Joaquim Adorno, delegado da Delegacia Estadual de Atendimento à Vítima de Crimes Raciais e de Intolerância, comenta que um comportamento social pode ser mais perigoso do que o individual, pois esse pensamento pode se desenvolver para ações violentas e organizadas. E percebeu que desde 2021, esse comportamento é mais comum, pois um assunto restrito se tornou referência para se dirigir contra ou a favor de grupos políticos.
Acolhimento
O Movimento Agô faz, junto ao povo de terreiro, um trabalho de conscientização sobre a importância de se registrar como ordem religiosa. “Não é um trabalho fácil, porque o nosso povo teve que se esconder nos últimos 500 anos. Na época da escravidão, era esconder que a gente cultuava orixá, era esconder que os nossos orixás eram e são negros, esconder que a gente é macumbeiro” a presidente conclui.
Tanto os terreiros, quanto o Movimento Agô, é um espaço acolhedor, onde qualquer pessoa que tenha problema e bater na porta, será atendida. A presidenta conta que o terreiro também faz um trabalho social, acolhe as pessoas onde o braço do Estado não chega, seja pessoas em situação de rua, pessoas que não têm onde morar, pessoas que estão passando fome, mulheres que estão em estado de vulnerabilidade e às vezes até adolescentes rejeitados por não serem aceitos em casa devido ao gênero ou a sexualidade.
Essas pessoas são acolhidas e são tratadas de uma forma tradicional, através de banho, processos de limpeza, através do Bori – Ritual feito não apenas na iniciação, mas sempre que o filho se sentir inseguro, fraco, ou precisando de ajuda, com o objetivo de diminuir a ansiedade, o medo, a insegurança– ou através de alguma outra tradição africana. A limpeza tira a negatividade pra poder melhorar o equilíbrio daquele cidadão para que ele possa conseguir interagir com a sociedade. Mariléia conta que a pessoa não é obrigada a ser iniciada na tradição, na religião, ou se tornar pertencente, ela é acolhida e ajudada.

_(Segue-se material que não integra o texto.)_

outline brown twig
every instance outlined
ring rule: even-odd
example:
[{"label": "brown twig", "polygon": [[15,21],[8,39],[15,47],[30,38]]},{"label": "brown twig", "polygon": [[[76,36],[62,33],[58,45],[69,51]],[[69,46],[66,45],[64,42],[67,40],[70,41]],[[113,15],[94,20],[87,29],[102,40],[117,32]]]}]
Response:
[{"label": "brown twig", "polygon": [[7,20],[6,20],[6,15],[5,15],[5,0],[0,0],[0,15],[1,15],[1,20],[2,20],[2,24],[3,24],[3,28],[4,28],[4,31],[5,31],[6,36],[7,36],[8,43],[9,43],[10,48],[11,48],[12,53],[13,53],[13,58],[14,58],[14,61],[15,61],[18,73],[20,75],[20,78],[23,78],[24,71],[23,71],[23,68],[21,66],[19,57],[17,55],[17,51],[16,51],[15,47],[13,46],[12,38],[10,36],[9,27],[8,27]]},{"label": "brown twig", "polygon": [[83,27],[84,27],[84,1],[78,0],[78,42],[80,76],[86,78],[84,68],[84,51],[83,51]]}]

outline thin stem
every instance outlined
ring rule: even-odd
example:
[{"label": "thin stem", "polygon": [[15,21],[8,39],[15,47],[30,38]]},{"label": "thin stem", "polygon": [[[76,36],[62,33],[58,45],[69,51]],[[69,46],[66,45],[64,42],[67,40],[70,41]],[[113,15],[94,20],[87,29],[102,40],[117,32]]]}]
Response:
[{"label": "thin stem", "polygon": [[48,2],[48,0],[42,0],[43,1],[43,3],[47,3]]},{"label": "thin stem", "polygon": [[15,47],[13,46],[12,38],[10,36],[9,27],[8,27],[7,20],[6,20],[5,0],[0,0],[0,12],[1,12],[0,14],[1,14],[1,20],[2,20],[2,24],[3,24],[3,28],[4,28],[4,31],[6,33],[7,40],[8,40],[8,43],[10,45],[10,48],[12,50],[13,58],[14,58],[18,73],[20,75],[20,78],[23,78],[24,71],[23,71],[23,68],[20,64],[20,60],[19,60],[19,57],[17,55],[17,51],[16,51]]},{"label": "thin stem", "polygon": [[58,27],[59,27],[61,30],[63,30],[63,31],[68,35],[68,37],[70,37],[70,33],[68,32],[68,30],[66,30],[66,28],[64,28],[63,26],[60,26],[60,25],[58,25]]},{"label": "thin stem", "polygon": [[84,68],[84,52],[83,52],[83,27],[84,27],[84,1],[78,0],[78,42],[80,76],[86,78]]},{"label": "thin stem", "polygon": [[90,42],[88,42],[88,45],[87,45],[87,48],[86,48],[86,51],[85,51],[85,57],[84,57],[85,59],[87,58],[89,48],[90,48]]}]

Para realizar denúncias, a DEACRI atende pelo número 197 ou ir diretamente à unidade em Goiânia, localizada na praça do Violeiro no Setor Urias Magalhães, avenida Solar. E para denúncias fora da cidade de Goiânia, o delegado Joaquim aconselha procurar a delegacia de polícia mais próxima e fazer a ocorrência que o caso vai ser direcionado para a sede na capital. “Somos uma unidade que atende o estado todo, mas a lei que nos criou [a delegacia] nos permite orientar todas as outras unidades", assegura o delegado.